The aerospace engineering discipline isn't really something everybody gets to experience, so it makes sense that "spicing things up" for the movie would be generally accepted as reality.
When you create a program (or release a new capability), it makes perfect sense to get all excited and release it as soon as you feel it's "done" - but this is just an example of how IT/Computer Science is relatively young compared to other engineering disciplines.
With more traditional engineering disciplines, testing is a key aspect to deployment and design. Everything is tested for safety. Concrete is thoroughly tested before integration in bridges and structures. Most pickup trucks are tested to their listed tow capacity.
This isn't a perfect ideal world, however. Bridges still fail, and in this case companies didn't follow the SAE J2807 standard until forced (Toyota: 2011, General Motors: 2015, Ford: 2015, Dodge: 2015).
Industry-wide changes take time
Here's why: It's expensive to re-tool in the physical world. NASA just straight up didn't have the option, so they compensated by accounting for as many potential scenarios as possible, at the expense of cost. That's what "Failure is not an option" was intended to reflect. Everything is tested and planned ahead of time, and the mission systems didn't try anything truly new.
Engineering is the practice of taking learned experiences and codifying them, ensuring that the same mistake doesn't happen twice. The safety codes and engineering artifacts we use in the physical world are "written in blood" - many structural engineering practices were learnt from a loss of life, it's why they're so important.
I don't think anybody has died due to an email not getting through, but I'd counter that the same practices are much easier to execute in IT and therefore should be followed. IT is a relatively young engineering-adjacent discipline, and the standards for performance are relatively low, albeit always increasing.
Here's a rough estimate of each engineering discipline's age:
- Chemical Engineering (~1800s AD)
- Civil Engineering (BC, formalized in the 1700s AD)
- Electrical Engineering (1700s AD, formalized in the 1800s AD)
- Mechanical Engineering (BC, formalized in the 1800s AD)
- Software Engineering (1960s AD)
More recent engineering disciplines fit in these families, and one could argue (correctly) that while they are younger, they benefit from the preceding disciplines and the broader body of knowledge. This is particularly true in the field of aerospace.
Systems Engineering practitioners have collected a number of practices together to integrate new technologies and disciplines in the SEBoK - which essentially forms a "starter kit" of practices and protocols for developing new solutions. The SEBoK is an excellent (albeit overwhelming) place to procure methods for continuous improvement, either as a team or individually.
Don't fear failure, understand it
Across all of these disciplines, we see a common pattern around failure; the natural reaction to failure is to avoid it. Humans don't want to be associated with failure, and this reflex must be overridden to be a successful engineer.
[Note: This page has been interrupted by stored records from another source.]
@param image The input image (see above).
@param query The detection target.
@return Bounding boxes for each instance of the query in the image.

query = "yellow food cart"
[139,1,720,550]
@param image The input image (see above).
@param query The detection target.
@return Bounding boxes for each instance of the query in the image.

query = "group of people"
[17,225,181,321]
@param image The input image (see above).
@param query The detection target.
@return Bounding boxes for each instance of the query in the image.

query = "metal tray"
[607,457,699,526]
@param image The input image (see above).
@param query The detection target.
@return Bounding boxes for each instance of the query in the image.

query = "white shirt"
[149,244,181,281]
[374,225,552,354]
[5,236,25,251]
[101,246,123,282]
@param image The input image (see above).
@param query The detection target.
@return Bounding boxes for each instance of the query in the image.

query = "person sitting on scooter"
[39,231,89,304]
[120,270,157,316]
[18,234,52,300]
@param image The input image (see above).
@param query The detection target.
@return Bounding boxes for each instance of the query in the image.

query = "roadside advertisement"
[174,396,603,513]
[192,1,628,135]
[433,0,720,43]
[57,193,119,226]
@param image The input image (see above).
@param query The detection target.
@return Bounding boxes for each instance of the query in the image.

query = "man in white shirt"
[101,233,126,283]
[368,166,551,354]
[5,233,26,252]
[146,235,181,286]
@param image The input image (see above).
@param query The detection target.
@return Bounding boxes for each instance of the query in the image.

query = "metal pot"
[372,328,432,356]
I'd like to provide an example of good failure analysis instead of harping on past failures - my concern here is that any controversy may get in the way of the idea I want to convey - which deviates from the practice of failure analysis somewhat.
Washington State DOT's analysis of the Tacoma Narrows bridge failure is an example of well-executed failure analysis.
In this case, the structure was too rigid - "common sense" would tell us that if a bridge is extremely strong, it won't have any issues standing up to high winds.
Applying failure analysis to IT
It's important that we learn from these shortcomings and integrate solutions into future designs. Typically, this is where "system integration" comes into play - as a product is validated for release, all known tests are applied to it to ensure that failures don't recur. The NASA engineers supporting Apollo 13 didn't try anything new on the mission system (Apollo 13 itself). NASA tested all solutions thoroughly with the ground crew, astronauts, and QA engineers before rollout was ever considered an option.
The Apollo program was extremely expensive compared to most of our IT budgets, but we're almost always testing software. Failure Analysis practices are trivial with software debugging and mature unit testing, and eventually we're going to have to perform at the standards held by traditional engineering disciplines.
Example - a maintenance window backfired
We've all been here before - let's say that spanning tree did something unexpected during a maintenance window and caused unexpected downtime.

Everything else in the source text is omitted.